Friday, May 30, 2014

Bacaan Ringan "SEJARAH FESTIVAL FILM INDONESIA - PART 2"

http://massandry.blogspot.com
Tahun 1955, nasib perfilman nasional cukup mengkhawatirkan. Pertama, menghadapi persaingan cukup berat dari film Malaya (kini Malaysia). Kemudian digantikan dengan maraknya film India, yang menyedot penonton kelas menengah ke bawah. Sementara bioskop-bioskop kelas satu menolak memutar film-film nasional dan dimonopoli film-film dari Amerika Serikat. Dalam suasana suram begitu, dua tokoh perfilman, masing-masing H Usmar Ismail dan H Djamaluddin Malik, mempelopri Festival Film Indonesia(FFI).

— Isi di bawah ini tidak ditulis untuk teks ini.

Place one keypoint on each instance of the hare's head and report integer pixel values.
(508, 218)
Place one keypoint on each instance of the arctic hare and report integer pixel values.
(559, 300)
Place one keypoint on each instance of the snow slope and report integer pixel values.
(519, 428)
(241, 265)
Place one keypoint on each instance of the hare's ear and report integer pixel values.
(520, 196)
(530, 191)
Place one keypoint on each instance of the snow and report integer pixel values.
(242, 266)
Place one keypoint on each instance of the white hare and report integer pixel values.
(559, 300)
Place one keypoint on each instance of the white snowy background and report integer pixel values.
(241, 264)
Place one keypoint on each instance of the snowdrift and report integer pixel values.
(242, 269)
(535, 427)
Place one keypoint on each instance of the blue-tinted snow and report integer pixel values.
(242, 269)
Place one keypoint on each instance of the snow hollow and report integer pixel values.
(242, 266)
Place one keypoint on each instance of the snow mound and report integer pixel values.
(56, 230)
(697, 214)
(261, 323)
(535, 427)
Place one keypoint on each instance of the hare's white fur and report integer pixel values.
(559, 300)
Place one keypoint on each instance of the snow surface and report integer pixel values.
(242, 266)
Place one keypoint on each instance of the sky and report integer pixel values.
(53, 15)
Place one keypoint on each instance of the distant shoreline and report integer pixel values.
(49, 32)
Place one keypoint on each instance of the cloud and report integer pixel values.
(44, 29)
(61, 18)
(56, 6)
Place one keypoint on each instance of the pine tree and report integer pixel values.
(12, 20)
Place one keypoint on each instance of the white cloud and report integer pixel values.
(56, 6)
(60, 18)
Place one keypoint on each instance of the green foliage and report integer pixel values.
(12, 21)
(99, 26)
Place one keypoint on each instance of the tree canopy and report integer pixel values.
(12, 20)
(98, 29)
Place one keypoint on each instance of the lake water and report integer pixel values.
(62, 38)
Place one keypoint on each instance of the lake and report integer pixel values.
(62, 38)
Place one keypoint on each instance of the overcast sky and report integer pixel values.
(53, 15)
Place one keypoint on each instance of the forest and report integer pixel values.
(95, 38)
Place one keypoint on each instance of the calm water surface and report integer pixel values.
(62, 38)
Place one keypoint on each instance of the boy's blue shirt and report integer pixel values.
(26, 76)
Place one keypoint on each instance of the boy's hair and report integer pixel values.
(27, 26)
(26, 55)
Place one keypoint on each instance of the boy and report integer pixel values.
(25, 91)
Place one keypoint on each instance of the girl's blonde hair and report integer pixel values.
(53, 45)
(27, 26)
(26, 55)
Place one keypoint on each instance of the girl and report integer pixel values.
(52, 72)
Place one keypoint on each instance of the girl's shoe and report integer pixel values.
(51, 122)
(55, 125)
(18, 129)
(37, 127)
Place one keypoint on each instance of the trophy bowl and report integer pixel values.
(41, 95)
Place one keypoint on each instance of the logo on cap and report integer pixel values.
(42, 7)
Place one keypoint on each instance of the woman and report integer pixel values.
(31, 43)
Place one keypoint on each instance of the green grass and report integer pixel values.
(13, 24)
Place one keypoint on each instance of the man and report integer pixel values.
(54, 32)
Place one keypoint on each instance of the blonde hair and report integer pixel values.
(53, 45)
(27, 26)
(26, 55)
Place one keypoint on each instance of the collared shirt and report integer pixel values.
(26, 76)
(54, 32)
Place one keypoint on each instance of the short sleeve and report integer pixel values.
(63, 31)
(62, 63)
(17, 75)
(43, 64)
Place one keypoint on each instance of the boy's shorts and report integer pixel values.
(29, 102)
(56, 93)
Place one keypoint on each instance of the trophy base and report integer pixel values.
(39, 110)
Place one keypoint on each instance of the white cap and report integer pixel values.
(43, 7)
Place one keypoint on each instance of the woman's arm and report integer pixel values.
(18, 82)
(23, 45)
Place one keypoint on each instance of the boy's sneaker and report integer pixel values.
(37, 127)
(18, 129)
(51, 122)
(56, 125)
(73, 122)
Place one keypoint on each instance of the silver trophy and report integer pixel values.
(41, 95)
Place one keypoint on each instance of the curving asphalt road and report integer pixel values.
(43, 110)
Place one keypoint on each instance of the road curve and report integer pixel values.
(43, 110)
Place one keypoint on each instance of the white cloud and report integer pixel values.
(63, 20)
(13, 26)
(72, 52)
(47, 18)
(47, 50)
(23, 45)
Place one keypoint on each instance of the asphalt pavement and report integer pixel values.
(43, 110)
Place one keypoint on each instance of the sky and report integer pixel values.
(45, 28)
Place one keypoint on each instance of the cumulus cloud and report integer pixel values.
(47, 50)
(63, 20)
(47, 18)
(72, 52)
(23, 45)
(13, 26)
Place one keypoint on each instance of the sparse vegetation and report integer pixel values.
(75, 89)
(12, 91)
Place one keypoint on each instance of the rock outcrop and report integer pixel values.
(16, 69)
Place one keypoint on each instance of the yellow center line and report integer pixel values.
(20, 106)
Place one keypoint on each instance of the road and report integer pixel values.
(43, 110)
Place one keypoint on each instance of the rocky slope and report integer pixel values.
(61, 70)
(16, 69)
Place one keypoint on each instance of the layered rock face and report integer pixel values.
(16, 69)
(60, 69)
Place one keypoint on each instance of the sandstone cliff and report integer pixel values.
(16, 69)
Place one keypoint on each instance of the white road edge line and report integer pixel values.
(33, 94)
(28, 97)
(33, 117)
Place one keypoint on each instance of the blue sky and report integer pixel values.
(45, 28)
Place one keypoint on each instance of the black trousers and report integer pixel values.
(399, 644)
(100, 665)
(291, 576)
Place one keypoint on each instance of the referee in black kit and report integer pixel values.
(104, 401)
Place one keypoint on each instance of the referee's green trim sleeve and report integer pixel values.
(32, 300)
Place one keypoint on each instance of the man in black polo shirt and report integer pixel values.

Pertama kali mereka menggelarnya di Jakarta pada 30 Maret-5 April 1955. Sebelumnya, kedua pioner perfilman nasional itu menghadiri acara pembentukan Persatuan Produser Film Asia (Federation of Motion Picture Producers in Asia/FPA) di Manila, Filipina.

Ini yang menyebabkan Indonesia harus mengadakan FFI dan pemenangnya akan diperebutkan di FPA, yang diselenggarakan secara bergiliran di negara-negara anggotanya. Dalam FFA I 1955, film Lewat Jam Malam, produksi Perfini, meraih anugerah film terbaik, dengan Usmar Ismail sebagai produser. Film ini juga menempatkan AN Alcaff sebagai pemeran utama pria terbaik dan Dhalia menjadi pemeran wanita terbaik, dan aktor pembantu terbaik diraih Bambang Hermanto.

Sedangkan sutradara terbaik direbut Lilik Sudjio lewat film Tarmina, produksi Persari. Gebrak bioskop utama Setelah FFA pertama sukses, keduanya kembali saling bahu-membahu dan bergandengan tangan. Mereka menghadapi keangkuhan bioskop-bioskop kelas satu atau utama yang kala itu menolak memutar film nasional dan hanya memberi tempat bagi film-film AS. Untuk membuktikan bahwa film nasional juga bermutu dan digemari penonton kelas atas, Usmar membuat film berjudul Krisis, dibintangi Nurnaningsih. Film ini diputar selama 35 hari di Bioskop Metropole. 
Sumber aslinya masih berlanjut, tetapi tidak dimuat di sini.